Once upon a time his family had found the nosebleeds and projectile vomiting fascinating, like a strange illness or a really ugly insect. Most Lumen found the shift from physical world to Hinterland confusing – but in a good way. Their bodies forgot to feel hungry or thirsty. It helped Lumen do their work without discomfort. Adam got confused too – but not in a helpful way. His body reacted angrily and lashed out, protesting against the strangeness of it all. And even if he wasn’t technically physical in the Hinterland, his body still thought it was. The consequences were all too real – and vomit-spattered – when he returned to the normal world . . .

He eased his bedroom door shut and leaned against it with his eyes closed, wishing he could wipe his humiliation away. It was still dark outside. With any luck he could get another hour of sleep before he had to get up and get ready for school.
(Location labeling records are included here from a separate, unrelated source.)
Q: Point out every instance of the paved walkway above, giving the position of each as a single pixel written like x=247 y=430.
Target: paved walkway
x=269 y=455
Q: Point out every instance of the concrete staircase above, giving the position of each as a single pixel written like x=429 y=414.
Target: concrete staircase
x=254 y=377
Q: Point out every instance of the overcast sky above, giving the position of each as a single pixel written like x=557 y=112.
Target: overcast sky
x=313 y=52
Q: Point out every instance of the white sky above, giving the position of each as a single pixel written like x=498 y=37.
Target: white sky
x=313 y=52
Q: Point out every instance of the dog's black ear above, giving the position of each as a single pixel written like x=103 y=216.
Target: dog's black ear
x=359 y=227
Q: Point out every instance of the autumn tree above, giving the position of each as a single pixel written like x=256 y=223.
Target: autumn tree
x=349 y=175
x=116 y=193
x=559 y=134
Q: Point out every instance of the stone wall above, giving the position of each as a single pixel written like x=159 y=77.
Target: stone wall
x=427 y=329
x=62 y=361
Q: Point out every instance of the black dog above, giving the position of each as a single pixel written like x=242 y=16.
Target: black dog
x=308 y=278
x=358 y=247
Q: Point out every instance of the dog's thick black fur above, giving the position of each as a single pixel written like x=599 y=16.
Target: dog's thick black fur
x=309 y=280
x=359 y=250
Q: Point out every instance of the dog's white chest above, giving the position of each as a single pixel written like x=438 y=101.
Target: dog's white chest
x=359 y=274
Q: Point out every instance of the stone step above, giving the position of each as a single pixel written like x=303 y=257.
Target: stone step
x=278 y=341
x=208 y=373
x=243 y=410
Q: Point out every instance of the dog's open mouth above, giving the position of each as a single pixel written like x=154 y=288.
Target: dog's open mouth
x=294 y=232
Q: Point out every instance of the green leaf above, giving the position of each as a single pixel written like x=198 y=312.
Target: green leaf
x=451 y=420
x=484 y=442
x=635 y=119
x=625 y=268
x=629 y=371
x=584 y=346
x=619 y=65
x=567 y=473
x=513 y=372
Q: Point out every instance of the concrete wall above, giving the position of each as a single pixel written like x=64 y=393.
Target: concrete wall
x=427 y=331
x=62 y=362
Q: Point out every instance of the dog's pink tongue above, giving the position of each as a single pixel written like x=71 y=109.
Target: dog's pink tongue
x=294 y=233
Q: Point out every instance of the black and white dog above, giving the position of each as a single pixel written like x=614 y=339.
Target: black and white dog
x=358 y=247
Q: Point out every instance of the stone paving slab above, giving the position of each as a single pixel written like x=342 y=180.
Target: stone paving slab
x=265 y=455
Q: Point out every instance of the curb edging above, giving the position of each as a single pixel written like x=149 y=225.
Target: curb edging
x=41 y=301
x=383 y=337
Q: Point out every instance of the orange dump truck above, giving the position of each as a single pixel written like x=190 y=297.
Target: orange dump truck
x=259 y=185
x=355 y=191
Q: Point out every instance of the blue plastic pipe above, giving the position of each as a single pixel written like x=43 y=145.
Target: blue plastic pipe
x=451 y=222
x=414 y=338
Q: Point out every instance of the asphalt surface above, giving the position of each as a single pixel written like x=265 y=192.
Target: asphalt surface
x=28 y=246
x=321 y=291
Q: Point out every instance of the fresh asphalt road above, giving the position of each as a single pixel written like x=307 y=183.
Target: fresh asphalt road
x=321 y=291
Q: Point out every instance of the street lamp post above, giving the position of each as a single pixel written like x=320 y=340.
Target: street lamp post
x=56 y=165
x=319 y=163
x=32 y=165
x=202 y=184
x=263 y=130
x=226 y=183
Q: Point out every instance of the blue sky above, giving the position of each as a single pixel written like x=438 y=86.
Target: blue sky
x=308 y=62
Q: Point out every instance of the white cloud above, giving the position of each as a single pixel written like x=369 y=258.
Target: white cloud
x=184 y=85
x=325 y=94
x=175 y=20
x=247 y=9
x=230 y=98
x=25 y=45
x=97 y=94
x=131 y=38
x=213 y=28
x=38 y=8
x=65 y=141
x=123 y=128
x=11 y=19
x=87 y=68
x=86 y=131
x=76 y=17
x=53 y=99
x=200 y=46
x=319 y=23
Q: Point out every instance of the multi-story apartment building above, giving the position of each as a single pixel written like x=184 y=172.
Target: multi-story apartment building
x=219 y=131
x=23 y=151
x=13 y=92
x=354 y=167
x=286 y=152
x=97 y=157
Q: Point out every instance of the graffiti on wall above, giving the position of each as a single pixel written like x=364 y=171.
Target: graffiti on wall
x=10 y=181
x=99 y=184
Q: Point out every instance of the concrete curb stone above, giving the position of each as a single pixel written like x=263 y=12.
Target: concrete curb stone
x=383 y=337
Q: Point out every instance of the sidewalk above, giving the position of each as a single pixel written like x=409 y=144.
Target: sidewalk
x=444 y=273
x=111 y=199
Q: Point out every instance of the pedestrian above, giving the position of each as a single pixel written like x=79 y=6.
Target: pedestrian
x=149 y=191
Clutching the keystone beneath his top helped his mind to quiet down. It was a small, carved, charcoal stone dangling from a fine titanium chain – lightweight but very strong. The smooth, oval edges of the keystone fitted neatly into his palm and a brief flare of energy buzzed up his arm. His own keystone vibrated slightly with the energy of the family Keystones kept in the vault beneath the house. These acted as something between a homing beacon and an energy source, helping Lumen to swoop to a death scene and then find their way home.

The family Keystones were bigger than the personal keystones – some of them were the size of a gold bar and far more valuable. No one really knew where the Keystones came from originally. Luman mythology said that they had come from a power beyond the Unknown Roads, to protect Lumen from disease and help them do their work.

Over the centuries, certain Luman families acquired more and more Keystones and when a Luman died he could take a family Keystone through his Light to ‘recharge’, before returning it to the Lumen who had guided him, waiting patiently in the Hinterland. A recharged Keystone helped the owners to feel deaths sooner and swoop faster. They were also worth huge amounts of money. The older Luman families like the Mortsons had even sold off Keystones in the past and used the money to invest for future generations. The profits nestled safely in Swiss bank accounts.

Of course nowadays it wasn’t the done thing to sell a Keystone – only to chip off a fragment to make personal keystones for women, children and animals. No one knew exactly how many Keystones existed but those not owned by families were carefully guarded by the Curators, the Luman authorities.

After a few minutes holding his keystone, Adam felt tolerably calm. He inched across the dark floor, tripping over his school bag and cursing. The bed felt cold. Closing his eyes, he fought to keep his mind blank and empty. There would be plenty of time to feel crap in the morning. For now, all he had to do was relax and drift off into sleep . . .

His alarm blared into life, a radio jingle making him jump. The excited reporter was shrieking about some breaking news – a devastating earthquake in a minor Mexican city, hundreds feared dead. Adam slammed his hand on the clock radio, stunning it into silence, and stared through the darkness at the ceiling. ‘I hate my life,’ he muttered.